Anahita Mukherji, TNN | Oct 17, 2013,

Pic- courtesy Shikha Rahi

Rahi has been arrested on grounds of being a Naxal courier, he rubbished the claim.

NAGPUR: Two years ago, at a sparsely-furnished flat in suburban Mumbai, Prashant Rahi, a soft-spoken social activist with a quiet demeanour, told TOI that he had been subjected to third-degree torture in Uttarakhand, where he had been jailed for allegedly being a Naxalite. Rahi had said that he was stripped, beaten mercilessly “in parts of the body where the pain is unbearable” and had petrol inserted into his anus.

TOI met him once again at the high-security Nagpur Central Jail, where he has spent over a month after his re-arrest on charges of Naxalism on September 1. “This time, I was not tortured badly like the last time,” said Rahi. He said he was “only badly beaten twice,” including one occasion where he refused to allow police to check his emails.

“The fact that Prashant Rahi should make a comparison between levels of torture, and talk of the difference between being tortured badly and not-so-badly speaks volumes of the extent of human rights violation that takes place in custody. Beating is equivalent to torture,” said Shashikumar Velath, programmes director, Amnesty International India, which has run a campaign to prevent Rahi from being tortured.

“Nobody in detention should be tortured, regardless of what they are suspected of. This isn’t the first time Rahi has said he was tortured in custody and, unless those responsible are held accountable, it is unlikely to be the last. Unfortunately many police officials in India still believe torture is acceptable and that they are above the law,” Velath said.

While Rahi has been arrested on grounds of being a Naxal courier, he rubbished the claim. Since his release from Uttarakhand (he was first arrested in 2007 and released on bail in 2011), he has worked on cases of other political prisoners in India, like himself. “Many of the cases I fought were successful. I have fought for some very old people who were in jail, including some who were incapacitated and on their death-bed,” Rahi said.

Rahi’s lawyers, Surendra Gadling and Jagdish Meshram, believe his human rights activism on behalf of political prisoners marked him as an obvious target for arrest.

While the police have said they caught Rahi in Gondia district of Maharashtra, Rahi said he was in Raipur ( Chhattisgarh) when he was picked off the streets, pushed into a car and taken on a 12-hour journey to Gondia.

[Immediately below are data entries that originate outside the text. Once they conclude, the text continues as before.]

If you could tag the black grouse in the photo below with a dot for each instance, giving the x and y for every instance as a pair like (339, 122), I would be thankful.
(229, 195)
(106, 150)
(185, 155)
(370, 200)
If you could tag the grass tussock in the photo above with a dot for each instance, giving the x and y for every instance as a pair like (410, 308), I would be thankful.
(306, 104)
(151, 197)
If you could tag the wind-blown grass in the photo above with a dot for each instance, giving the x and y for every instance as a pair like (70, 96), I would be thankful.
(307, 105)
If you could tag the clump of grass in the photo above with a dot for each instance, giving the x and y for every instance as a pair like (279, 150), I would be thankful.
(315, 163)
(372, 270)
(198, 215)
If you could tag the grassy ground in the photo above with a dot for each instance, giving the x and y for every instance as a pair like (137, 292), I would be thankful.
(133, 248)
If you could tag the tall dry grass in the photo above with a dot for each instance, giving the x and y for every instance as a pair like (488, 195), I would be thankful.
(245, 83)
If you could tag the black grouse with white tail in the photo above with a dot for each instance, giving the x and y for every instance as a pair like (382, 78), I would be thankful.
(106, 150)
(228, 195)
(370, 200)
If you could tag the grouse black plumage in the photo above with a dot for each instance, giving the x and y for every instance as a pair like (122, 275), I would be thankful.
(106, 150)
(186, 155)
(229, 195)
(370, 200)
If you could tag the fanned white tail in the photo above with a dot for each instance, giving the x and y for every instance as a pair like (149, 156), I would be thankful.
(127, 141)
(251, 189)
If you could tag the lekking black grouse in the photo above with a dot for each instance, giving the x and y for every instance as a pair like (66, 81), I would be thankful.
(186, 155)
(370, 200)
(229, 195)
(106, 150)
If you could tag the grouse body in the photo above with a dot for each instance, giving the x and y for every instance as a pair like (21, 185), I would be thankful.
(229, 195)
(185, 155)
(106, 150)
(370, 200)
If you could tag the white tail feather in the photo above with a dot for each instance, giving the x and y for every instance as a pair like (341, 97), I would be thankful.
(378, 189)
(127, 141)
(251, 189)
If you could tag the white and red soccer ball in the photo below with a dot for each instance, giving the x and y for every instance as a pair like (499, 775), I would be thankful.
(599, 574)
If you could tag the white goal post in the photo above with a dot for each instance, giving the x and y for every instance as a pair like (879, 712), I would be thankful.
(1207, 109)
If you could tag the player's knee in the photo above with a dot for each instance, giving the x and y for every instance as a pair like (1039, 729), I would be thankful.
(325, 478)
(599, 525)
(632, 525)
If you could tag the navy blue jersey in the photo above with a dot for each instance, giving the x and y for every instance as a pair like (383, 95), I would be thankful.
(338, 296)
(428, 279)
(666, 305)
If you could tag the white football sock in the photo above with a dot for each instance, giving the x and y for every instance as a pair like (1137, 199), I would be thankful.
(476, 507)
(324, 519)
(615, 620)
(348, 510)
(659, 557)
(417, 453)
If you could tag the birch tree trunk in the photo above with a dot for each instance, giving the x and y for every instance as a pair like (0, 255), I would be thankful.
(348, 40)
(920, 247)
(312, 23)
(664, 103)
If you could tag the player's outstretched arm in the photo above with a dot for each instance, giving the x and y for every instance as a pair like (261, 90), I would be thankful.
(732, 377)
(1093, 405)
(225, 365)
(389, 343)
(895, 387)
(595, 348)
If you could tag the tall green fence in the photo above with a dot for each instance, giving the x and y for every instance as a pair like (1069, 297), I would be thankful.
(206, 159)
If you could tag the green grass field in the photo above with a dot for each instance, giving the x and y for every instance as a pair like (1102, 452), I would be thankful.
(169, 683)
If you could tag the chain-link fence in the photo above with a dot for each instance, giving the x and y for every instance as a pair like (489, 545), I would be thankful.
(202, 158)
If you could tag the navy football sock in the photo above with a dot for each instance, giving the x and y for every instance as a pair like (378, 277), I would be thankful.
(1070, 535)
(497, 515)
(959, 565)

“There were only two hearings left in the Uttarakhand case against Prashant. We were expecting the case to finish soon. His re-arrest looks like a ploy to prevent him from being free. It is obvious he is being targeted for his work on political prisoners,” Rahi’s wife Chandrakala said over phone from Uttarakhand. She said his train ticket to Raipur was confiscated by the police at the time of arrest.

Incidentally, Rahi had told TOI two years ago that he had been picked up by Uttarakhand police in a similar manner. He said he was picked off the streets of Dehradun and stuffed into a car, whereas the official story is that he was picked up from the forests of Udham Singh Nagar.

“The police say JNU student Hem Mishra, also arrested on charges of Naxalism, had mentioned Rahi’s name in connection with Naxal activities. This is not true. Hem was tortured in police custody. He has never mentioned Rahi,” said Meshram, lawyer for both Mishra and Rahi.

Rahi is one among a whole host of social activists arrested on charges of Naxalism. Cases against some others, such as Binayak Senand Arun Ferreira, have collapsed in court.